-
Notifications
You must be signed in to change notification settings - Fork 2.5k
Closed
Labels
area:schemaSchema evolution and data typesSchema evolution and data typescomponent:prestoPresto integrationPresto integration
Description
Issue Summary
Versions of apps
-
Hudi 0.13.1
-
Presto 0.281
-
Spark 3.4.0
-
glue enabled
-
When using EMR 6.12.0 with spark to create the hudi table, and presto to query with aws Glue as the catalog, hitting the following issue below. Creating a regular parquet table with decimal type col and querying works fine, whereas with hudi format seeing an issue (not sure if its truly presto related)
config json for enabling glue on spark and presto when creating emr cluster
[
{
"Classification": "spark-hive-site",
"Properties": {
"hive.metastore.client.factory.class": "com.amazonaws.glue.catalog.metastore.AWSGlueDataCatalogHiveClientFactory"
}
},
{
"Classification": "hive-site",
"Properties": {
"hive.metastore.client.factory.class": "com.amazonaws.glue.catalog.metastore.AWSGlueDataCatalogHiveClientFactory",
"hive.metastore.schema.verification": "false"
}
},
{
"Classification": "presto-connector-hive",
"Properties": {
"hive.metastore": "glue"
}
}
]
Exception/Stack Trace
java.lang.UnsupportedOperationException: com.facebook.presto.common.type.ShortDecimalType
at com.facebook.presto.common.type.AbstractType.writeSlice(AbstractType.java:146)
at com.facebook.presto.parquet.reader.BinaryColumnReader.readValue(BinaryColumnReader.java:55)
at com.facebook.presto.parquet.reader.AbstractColumnReader.lambda$readValues$0(AbstractColumnReader.java:169)
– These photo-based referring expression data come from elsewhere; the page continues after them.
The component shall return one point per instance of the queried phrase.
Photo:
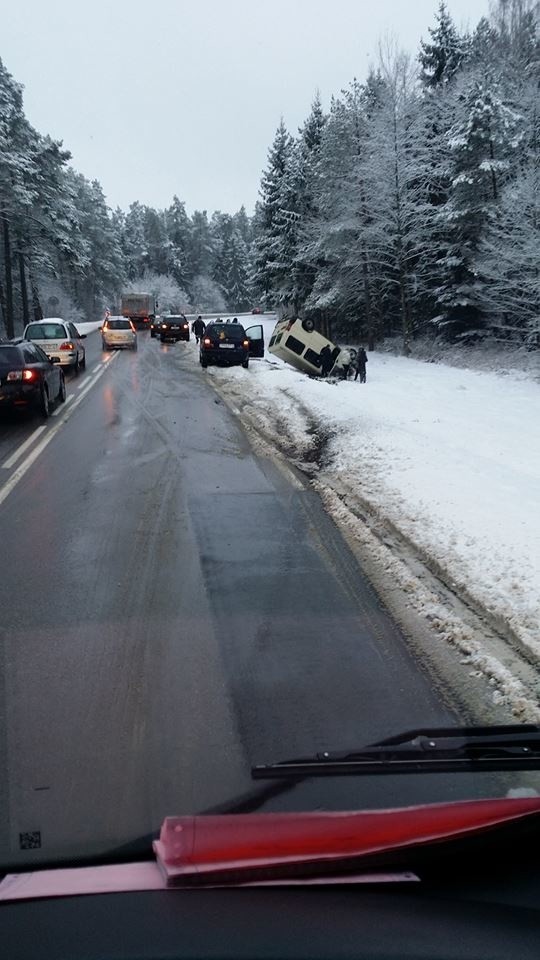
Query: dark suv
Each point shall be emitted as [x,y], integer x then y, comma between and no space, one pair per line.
[229,344]
[173,328]
[28,378]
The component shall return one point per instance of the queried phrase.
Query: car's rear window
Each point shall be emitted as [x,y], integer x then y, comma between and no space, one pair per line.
[46,331]
[233,331]
[10,356]
[118,325]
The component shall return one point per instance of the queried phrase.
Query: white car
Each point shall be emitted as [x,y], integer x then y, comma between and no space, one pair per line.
[299,344]
[118,332]
[60,340]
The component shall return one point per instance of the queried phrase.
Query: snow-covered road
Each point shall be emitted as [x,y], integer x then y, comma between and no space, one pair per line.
[450,456]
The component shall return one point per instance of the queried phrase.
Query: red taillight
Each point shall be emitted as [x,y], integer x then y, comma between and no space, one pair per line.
[21,375]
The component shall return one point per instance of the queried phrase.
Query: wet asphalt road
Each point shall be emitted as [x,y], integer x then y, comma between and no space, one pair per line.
[174,608]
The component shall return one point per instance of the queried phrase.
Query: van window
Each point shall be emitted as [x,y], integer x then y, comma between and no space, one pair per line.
[295,345]
[312,357]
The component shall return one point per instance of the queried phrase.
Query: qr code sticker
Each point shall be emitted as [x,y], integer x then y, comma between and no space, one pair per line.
[30,840]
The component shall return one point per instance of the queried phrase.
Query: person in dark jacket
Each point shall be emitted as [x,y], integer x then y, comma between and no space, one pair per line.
[360,362]
[326,361]
[198,327]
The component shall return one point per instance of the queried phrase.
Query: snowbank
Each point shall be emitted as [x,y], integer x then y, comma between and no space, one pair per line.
[450,457]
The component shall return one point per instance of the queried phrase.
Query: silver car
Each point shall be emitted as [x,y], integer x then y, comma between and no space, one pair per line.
[60,340]
[118,332]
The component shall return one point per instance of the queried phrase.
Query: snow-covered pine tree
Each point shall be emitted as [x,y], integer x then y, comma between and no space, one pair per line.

at com.facebook.presto.parquet.reader.AbstractColumnReader.processValues(AbstractColumnReader.java:223)
at com.facebook.presto.parquet.reader.AbstractColumnReader.readValues(AbstractColumnReader.java:168)
at com.facebook.presto.parquet.reader.AbstractColumnReader.readNext(AbstractColumnReader.java:148)
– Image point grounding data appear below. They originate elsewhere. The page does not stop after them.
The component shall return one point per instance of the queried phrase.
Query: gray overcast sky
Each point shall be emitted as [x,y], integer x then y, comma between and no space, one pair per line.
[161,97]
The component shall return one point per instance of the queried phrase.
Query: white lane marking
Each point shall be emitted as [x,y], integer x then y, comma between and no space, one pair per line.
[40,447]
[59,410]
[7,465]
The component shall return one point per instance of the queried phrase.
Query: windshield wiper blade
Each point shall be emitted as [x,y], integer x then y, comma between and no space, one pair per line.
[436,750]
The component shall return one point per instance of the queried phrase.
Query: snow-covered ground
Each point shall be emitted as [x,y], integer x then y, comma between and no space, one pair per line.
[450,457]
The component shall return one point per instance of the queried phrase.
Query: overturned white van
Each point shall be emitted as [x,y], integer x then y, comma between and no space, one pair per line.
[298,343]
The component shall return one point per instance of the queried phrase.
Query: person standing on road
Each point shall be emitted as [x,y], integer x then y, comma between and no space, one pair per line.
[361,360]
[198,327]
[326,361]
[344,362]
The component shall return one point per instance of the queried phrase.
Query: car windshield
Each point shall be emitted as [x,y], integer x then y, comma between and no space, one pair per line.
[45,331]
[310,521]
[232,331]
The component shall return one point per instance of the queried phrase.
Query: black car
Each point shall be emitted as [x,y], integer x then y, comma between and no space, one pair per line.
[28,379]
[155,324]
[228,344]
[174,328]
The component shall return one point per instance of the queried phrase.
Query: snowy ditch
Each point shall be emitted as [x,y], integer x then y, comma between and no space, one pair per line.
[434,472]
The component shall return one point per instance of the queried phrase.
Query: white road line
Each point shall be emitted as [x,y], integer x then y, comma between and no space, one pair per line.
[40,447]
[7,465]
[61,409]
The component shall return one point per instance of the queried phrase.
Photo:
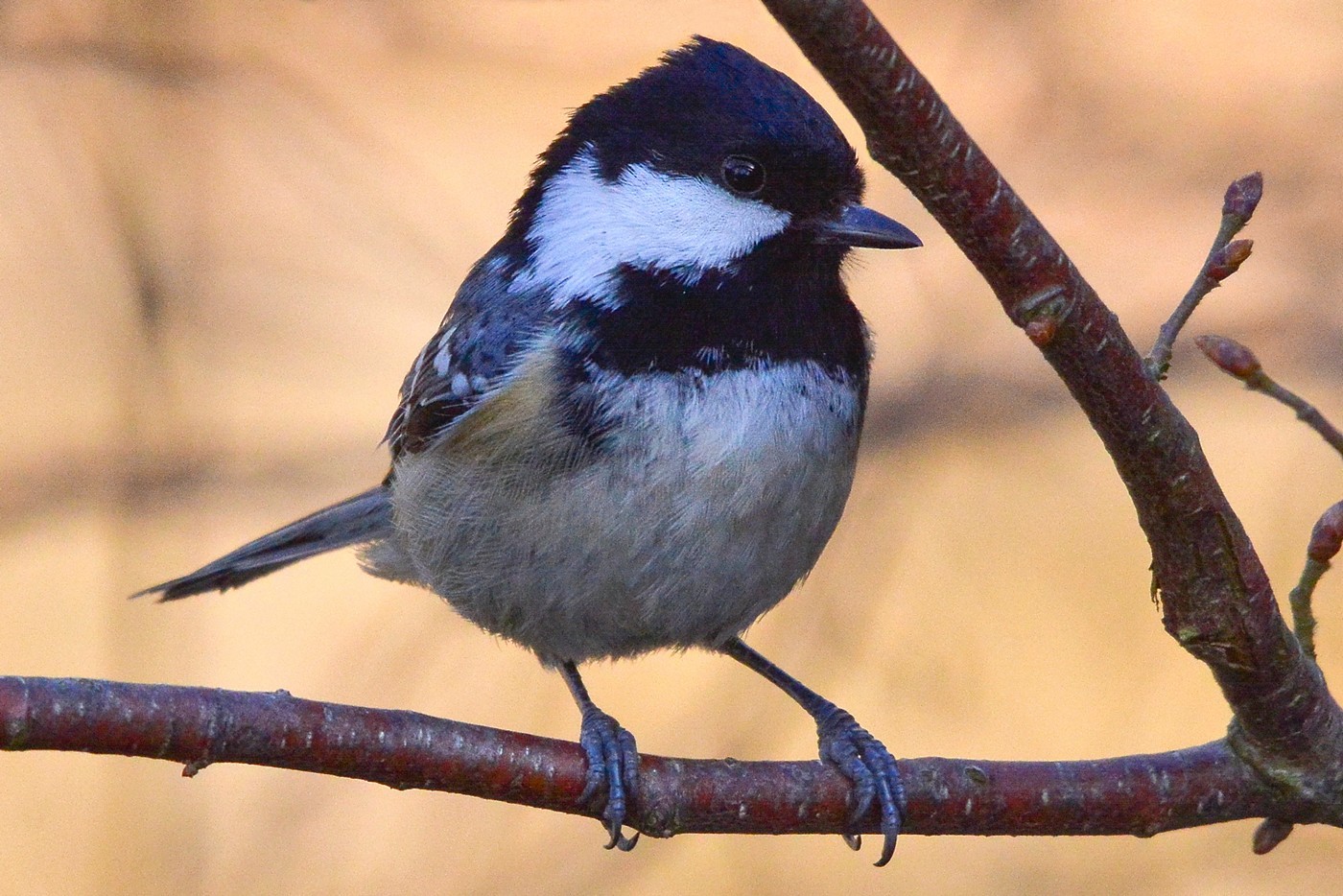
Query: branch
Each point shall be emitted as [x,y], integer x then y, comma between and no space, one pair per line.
[1224,259]
[1215,597]
[1241,363]
[198,727]
[1283,758]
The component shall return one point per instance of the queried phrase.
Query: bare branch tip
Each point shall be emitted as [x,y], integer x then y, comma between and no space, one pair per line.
[1327,535]
[1242,197]
[1229,355]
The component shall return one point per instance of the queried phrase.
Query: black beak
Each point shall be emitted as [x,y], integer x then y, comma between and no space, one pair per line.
[861,227]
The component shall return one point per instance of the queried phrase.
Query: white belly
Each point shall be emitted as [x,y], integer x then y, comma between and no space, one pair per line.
[711,500]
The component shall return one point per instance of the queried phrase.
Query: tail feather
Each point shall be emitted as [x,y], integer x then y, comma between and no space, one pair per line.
[365,517]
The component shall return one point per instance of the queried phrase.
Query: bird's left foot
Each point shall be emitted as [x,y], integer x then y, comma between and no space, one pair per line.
[872,770]
[614,768]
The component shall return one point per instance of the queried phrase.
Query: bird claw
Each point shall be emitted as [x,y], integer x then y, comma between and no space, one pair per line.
[872,771]
[614,765]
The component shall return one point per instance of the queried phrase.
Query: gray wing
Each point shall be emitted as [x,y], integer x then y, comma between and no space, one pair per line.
[476,346]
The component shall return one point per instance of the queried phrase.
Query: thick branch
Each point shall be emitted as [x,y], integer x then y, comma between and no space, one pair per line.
[1138,795]
[1215,597]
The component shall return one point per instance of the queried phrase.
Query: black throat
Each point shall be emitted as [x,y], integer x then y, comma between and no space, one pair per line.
[783,302]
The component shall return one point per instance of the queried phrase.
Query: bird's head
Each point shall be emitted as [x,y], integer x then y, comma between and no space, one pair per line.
[689,168]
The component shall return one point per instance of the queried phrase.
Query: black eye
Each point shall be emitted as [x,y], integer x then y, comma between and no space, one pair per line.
[742,175]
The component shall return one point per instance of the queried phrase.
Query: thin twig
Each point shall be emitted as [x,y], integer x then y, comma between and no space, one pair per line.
[1214,593]
[1326,540]
[1241,363]
[1224,259]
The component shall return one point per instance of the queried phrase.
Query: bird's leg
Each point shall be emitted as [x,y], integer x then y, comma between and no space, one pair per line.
[843,743]
[613,761]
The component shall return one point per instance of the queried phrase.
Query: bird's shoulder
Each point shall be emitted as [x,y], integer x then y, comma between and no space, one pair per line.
[487,331]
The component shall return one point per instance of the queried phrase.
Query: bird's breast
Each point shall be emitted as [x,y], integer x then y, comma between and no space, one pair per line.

at com.facebook.presto.parquet.reader.ParquetReader.readPrimitive(ParquetReader.java:390)
at com.facebook.presto.parquet.reader.ParquetReader.readColumnChunk(ParquetReader.java:557)
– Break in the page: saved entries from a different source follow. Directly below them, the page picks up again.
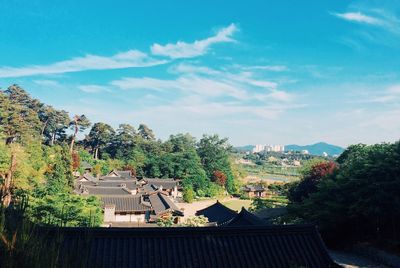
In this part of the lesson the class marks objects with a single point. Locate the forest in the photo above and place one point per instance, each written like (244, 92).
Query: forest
(354, 199)
(40, 151)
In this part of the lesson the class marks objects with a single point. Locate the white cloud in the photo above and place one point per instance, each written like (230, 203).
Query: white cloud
(128, 59)
(272, 68)
(197, 48)
(93, 88)
(47, 83)
(359, 17)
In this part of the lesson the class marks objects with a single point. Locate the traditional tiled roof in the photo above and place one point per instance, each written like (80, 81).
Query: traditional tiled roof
(149, 188)
(230, 247)
(162, 204)
(127, 174)
(96, 190)
(125, 203)
(124, 173)
(131, 185)
(89, 177)
(165, 183)
(245, 218)
(271, 213)
(86, 165)
(111, 178)
(217, 213)
(253, 188)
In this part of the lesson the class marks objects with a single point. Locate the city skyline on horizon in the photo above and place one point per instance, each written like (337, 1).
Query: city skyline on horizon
(278, 73)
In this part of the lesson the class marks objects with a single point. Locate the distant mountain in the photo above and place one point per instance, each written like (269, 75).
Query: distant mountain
(317, 148)
(246, 148)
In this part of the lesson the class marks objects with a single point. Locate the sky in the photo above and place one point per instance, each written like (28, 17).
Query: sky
(257, 72)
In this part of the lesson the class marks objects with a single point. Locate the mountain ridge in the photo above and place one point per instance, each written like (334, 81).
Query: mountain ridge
(315, 149)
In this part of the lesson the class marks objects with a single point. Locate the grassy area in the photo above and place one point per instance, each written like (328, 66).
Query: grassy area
(272, 173)
(237, 204)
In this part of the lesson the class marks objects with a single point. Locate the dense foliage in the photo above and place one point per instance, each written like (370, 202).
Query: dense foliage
(356, 199)
(40, 151)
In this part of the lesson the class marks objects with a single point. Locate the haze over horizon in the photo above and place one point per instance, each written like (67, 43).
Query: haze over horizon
(278, 73)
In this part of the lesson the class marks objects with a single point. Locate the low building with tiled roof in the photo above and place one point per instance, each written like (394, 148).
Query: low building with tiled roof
(217, 213)
(252, 191)
(125, 209)
(231, 247)
(163, 206)
(168, 186)
(245, 218)
(102, 191)
(127, 174)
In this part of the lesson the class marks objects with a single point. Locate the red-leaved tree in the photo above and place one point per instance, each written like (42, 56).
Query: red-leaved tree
(310, 181)
(219, 177)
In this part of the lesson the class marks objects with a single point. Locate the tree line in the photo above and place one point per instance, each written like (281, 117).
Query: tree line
(354, 199)
(39, 151)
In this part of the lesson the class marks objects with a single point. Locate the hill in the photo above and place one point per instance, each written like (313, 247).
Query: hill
(317, 148)
(246, 148)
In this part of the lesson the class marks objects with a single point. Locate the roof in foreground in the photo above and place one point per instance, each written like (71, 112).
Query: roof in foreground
(161, 204)
(125, 203)
(266, 246)
(217, 213)
(245, 218)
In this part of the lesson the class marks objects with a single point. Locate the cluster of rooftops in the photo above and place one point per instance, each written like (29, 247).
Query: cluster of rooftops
(231, 239)
(126, 198)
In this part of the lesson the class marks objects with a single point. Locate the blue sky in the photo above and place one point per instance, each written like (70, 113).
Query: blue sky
(255, 71)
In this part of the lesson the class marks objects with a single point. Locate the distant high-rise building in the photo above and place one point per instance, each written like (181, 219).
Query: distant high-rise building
(268, 148)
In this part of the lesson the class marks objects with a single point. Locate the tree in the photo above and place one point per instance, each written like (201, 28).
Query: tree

at com.facebook.presto.parquet.reader.ParquetReader.readBlock(ParquetReader.java:540)
at com.facebook.presto.hive.parquet.ParquetPageSource$ParquetBlockLoader.load(ParquetPageSource.java:230)
at com.facebook.presto.hive.parquet.ParquetPageSource$ParquetBlockLoader.load(ParquetPageSource.java:208)
at com.facebook.presto.common.block.LazyBlock.assureLoaded(LazyBlock.java:313)
at com.facebook.presto.common.block.LazyBlock.getLoadedBlock(LazyBlock.java:304)
at com.facebook.presto.common.Page.getLoadedPage(Page.java:314)
at com.facebook.presto.operator.TableScanOperator.getOutput(TableScanOperator.java:282)
at com.facebook.presto.operator.Driver.processInternal(Driver.java:468)
at com.facebook.presto.operator.Driver.lambda$processFor$10(Driver.java:333)
at com.facebook.presto.operator.Driver.tryWithLock(Driver.java:782)
at com.facebook.presto.operator.Driver.processFor(Driver.java:326)
at com.facebook.presto.execution.SqlTaskExecution$DriverSplitRunner.processFor(SqlTaskExecution.java:1097)
at com.facebook.presto.execution.executor.PrioritizedSplitRunner.process(PrioritizedSplitRunner.java:165)
at com.facebook.presto.execution.executor.TaskExecutor$TaskRunner.run(TaskExecutor.java:603)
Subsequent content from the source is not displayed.